Sexuelle Belästigung am Arbeitsplatz Sexismus gegenüber Männern

"Nicht anfassen": Teilnehmerin des "Slutwalk" in München.

(Foto: Cathreina Hess)

Laut AGG ist der Arbeitgeber verpflichtet, seine Beschäftigten vor Belästigungen sexueller Art zu schützen. In Betracht kommen je nach Schwere des Vorfalls eine Abmahnung, eine Versetzung oder auch die Kündigung. Doch auch wenn die Gerichte sehr häufig zugunsten der Frauen entscheiden: Noch immer müssen sie damit rechnen, sich hinterher den Vorwurf anhören zu müssen, sie hätten es doch "drauf angelegt".

Auch solche Fälle gibt es. Frauen, denen man raten würde, die Netzstrümpfe doch besser für den privaten Opernbesuch und das seidene Spaghetti-Top für den Teil danach aufzuheben. Die genauso gut hätten gehen können, abends nach dem zweiten Drink an der Bar, aber doch bis zum Schluss geblieben sind. Manche genießen es ein bisschen zu sehr, dass der mächtige Mann ihnen gegenüber plötzlich auftaut und vertraulich wird. Wenn Frauen ihre Erotik bewusst einsetzen, haben auch sie Macht. Einige wenige tun es so offensiv, dass es auch schon wieder sexuelle Belästigung ist - von Männern.

Der Arbeitsplatz darf kein freudloser Raum werden

Können die Geschlechter noch entspannt miteinander umgehen, wenn sie all dies beachten? Will man das überhaupt: in einer Welt leben, in der jeder harmlose Flirt der Professionalität, der Political Correctness weichen muss? Sollen Frauen etwa die Einheitskluft der Männer kopieren, um sich im Wortsinn weniger angreifbar zu machen? Und sollen Männer ihre charmante Seite verbergen, bei jedem Kolleginnen-Kontakt auf Abstand gehen?

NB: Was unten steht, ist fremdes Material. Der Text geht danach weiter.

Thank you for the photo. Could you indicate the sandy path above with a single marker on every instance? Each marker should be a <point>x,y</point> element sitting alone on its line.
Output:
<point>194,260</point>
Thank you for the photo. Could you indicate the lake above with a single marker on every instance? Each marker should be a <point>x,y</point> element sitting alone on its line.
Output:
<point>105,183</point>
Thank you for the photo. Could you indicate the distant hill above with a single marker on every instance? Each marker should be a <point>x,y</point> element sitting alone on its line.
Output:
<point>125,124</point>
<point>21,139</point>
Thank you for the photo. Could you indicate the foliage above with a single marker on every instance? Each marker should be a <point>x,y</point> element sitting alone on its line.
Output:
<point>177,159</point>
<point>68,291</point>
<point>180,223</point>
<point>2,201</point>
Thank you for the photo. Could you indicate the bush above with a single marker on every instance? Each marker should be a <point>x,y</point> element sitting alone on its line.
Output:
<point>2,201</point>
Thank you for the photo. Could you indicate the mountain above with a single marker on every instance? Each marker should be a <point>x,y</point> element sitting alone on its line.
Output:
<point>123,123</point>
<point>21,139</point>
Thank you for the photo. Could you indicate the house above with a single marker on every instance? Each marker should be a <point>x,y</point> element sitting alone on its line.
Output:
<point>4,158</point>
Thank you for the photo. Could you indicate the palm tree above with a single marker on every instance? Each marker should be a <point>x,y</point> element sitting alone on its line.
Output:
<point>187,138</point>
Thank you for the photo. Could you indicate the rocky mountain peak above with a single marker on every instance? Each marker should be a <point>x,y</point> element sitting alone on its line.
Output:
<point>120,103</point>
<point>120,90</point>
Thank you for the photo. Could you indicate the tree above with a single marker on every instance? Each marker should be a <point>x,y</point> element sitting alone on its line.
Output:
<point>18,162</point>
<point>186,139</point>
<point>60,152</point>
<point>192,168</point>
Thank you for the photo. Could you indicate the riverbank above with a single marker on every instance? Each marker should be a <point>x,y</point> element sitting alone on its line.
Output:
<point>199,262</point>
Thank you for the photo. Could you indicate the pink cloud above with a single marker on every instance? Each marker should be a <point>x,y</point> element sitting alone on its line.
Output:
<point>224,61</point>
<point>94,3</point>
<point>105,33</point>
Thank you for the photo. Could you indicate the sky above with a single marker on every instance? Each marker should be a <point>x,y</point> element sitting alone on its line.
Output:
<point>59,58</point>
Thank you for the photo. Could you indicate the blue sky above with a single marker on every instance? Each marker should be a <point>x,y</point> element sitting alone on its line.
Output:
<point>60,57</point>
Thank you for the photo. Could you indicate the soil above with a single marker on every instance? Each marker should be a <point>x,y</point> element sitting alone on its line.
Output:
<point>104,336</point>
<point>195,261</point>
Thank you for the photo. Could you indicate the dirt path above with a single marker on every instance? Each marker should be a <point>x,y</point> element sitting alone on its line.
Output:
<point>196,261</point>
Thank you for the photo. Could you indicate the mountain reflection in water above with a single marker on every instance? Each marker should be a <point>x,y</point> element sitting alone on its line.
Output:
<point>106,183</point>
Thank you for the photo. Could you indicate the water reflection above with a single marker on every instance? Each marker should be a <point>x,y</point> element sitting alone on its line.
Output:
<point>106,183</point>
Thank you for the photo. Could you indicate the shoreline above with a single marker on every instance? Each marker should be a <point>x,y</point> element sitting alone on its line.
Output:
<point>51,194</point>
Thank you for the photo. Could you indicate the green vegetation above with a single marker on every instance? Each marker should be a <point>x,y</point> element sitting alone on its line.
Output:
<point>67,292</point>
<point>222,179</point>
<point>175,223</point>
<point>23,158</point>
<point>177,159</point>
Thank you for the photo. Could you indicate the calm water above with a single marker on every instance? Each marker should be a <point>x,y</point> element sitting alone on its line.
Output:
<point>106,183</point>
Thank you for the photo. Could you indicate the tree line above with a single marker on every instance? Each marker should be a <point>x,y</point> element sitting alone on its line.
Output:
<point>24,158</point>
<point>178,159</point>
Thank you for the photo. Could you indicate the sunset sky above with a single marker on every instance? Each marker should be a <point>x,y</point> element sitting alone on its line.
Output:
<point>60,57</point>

Sicher nicht. Der Arbeitsplatz darf kein freudloser Raum werden. Je nach Umfrage lernen immerhin bis zu 30 Prozent aller Deutschen ihren Partner im Job kennen. Auch bei Gerhard Schröder und Doris Köpf war der Kontakt zunächst beruflich, auch da gab es ein großes Machtgefälle. Einer von beiden muss irgendwann den ersten Schritt gemacht haben, keiner von beiden fand das offenbar unpassend. Und genau da liegt der Unterschied: Zum Flirt gehören zwei, belästigt wird immer nur einer.

Männer werden sich in Zukunft auf allen Hierarchiestufen und in den allermeisten Berufen daran gewöhnen müssen, von mehr und ganz unterschiedlichen Frauen umgeben zu sein. Sie werden lernen müssen, die Sprache der Frauen zu interpretieren - gerade dann, wenn diese hierarchisch unter ihnen stehen. Frauen müssen noch stärker als bisher ausdrücken, wenn ihnen ein bestimmtes Verhalten unangenehm ist. Es geht darum, Grenzen zu setzen, sich selbst und anderen. Aber deshalb müssen wir nicht gleich verkrampfen.